The phone rang that ends Bringadoon

ANY DAY NOW, my cellphone is going to ring. This is news only because it will chirp in my home here in Lincoln, Vt., where until a short time ago there was absolutely no cellphone coverage. Recently, however, Unicel expanded its reach into this small Green Mountain hamlet. I happen to have Verizon, and so it hasn’t affected me. But someday, I am quite sure, Verizon will extend its reach as well, and suddenly my cellphone will work from my house.

This is precisely what happened to a friend of mine who has Unicel. She was home in Lincoln and a few evenings ago, much to her surprise, she heard her cellphone ringing in her purse.

In most ways, I like the idea of my cellphone functioning here. After all, I work from my home. For years I have found important messages waiting for me on my cell, because people with whom I work in Boston or Los Angeles have used that line to reach me, not realizing that it might be days before I would get the message. (Some weeks I am better than others at remembering to call my cell from my land line to check for messages.)

But there is something about the arrival of cell coverage here that also makes me a tad wistful. Part of my village’s allure has always been its remoteness, the sense that we are an idiosyncratic island that is a little timeless, slightly eccentric, and vaguely inaccessible. We are a town of barely 1,000 people halfway up Vermont’s third highest mountain. When the Lincoln Gap is closed for the winter – which will be soon – there is only one entirely paved road into the center of town, furthering the sensation that we are a bit like Brigadoon.

And that lack of cell coverage only enhanced our feelings of seclusion and pride: It was one more thing that made us different and suggested that we were of especially hardy stock. I will never forget when Priscilla Presley and a film crew of 40 descended upon Lincoln one autumn to make a perfume commercial, and the cast and crew discovered much to their horror that their cellphones wouldn’t work. It was as if they had been dropped on a desert island without Botox and TiVo.

Moreover, the fact that our cellphones didn’t function here meant that sometimes we communicated through that great, rural intermediary: the old-fashioned cracker barrel. Without cell coverage, we often resorted to Vaneasa Stearns and the Lincoln General Store to get messages to one another. How else is the local septic-system cleaner going to reach the local excavator, when they are both working outdoors somewhere in town and there’s no cell coverage to connect them? How else are you going to find someone to milk your llama when suddenly you have to race out of state? The Lincoln General Store was command central in both emergencies.

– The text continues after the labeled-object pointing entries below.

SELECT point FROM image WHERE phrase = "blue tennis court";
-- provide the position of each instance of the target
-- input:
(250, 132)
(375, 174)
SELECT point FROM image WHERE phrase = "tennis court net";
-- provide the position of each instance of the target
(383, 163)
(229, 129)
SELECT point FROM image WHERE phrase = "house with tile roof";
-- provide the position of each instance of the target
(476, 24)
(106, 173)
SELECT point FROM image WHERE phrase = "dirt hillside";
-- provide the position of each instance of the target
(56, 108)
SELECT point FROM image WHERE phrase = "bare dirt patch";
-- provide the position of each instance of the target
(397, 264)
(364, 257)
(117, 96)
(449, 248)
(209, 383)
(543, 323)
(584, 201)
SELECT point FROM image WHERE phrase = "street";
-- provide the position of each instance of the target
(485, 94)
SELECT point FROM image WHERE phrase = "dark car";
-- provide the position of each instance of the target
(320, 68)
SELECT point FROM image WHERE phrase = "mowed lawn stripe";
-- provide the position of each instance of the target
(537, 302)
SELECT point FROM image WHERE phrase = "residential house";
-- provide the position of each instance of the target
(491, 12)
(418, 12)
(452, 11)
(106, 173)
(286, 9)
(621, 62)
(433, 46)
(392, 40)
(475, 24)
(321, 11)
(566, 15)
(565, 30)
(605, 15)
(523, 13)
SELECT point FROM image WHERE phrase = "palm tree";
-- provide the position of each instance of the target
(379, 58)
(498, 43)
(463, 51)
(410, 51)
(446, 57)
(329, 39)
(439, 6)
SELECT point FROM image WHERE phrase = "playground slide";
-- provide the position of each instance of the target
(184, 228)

The feeling is not unlike the solitude we experienced while traveling in an automobile a generation ago. There was a time when we were unreachable in our cars, and so instead of using our phones we were listening to the radio or books on audio. At night we were watching for moose by the light of the moon.

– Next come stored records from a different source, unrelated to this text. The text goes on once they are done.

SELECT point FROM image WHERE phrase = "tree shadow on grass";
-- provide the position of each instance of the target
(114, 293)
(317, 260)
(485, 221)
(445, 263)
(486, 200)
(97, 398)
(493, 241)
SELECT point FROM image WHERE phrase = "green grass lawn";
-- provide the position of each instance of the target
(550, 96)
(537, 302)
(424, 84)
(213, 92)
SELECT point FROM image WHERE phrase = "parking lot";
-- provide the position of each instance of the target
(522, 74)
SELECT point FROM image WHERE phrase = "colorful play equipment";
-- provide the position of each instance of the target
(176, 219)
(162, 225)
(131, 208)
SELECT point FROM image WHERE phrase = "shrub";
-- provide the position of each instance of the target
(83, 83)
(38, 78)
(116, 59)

Soon that will change. The one spot where I am able to detach completely from my cellphone is in Lincoln. I am able to go cold turkey here and it is really rather easy because I haven’t a choice. Soon, however, I will be as reachable on my cell in these hills as I am in midtown Manhattan or on Newbury Street in Boston. Sure, I could turn my cellphone off. But I would know that it is capable of receiving calls and text messages, and I have the will power of a toddler in an ice cream shop when it comes to wireless communication.

The reality, plain and simple, is that the last bastion is crumbling.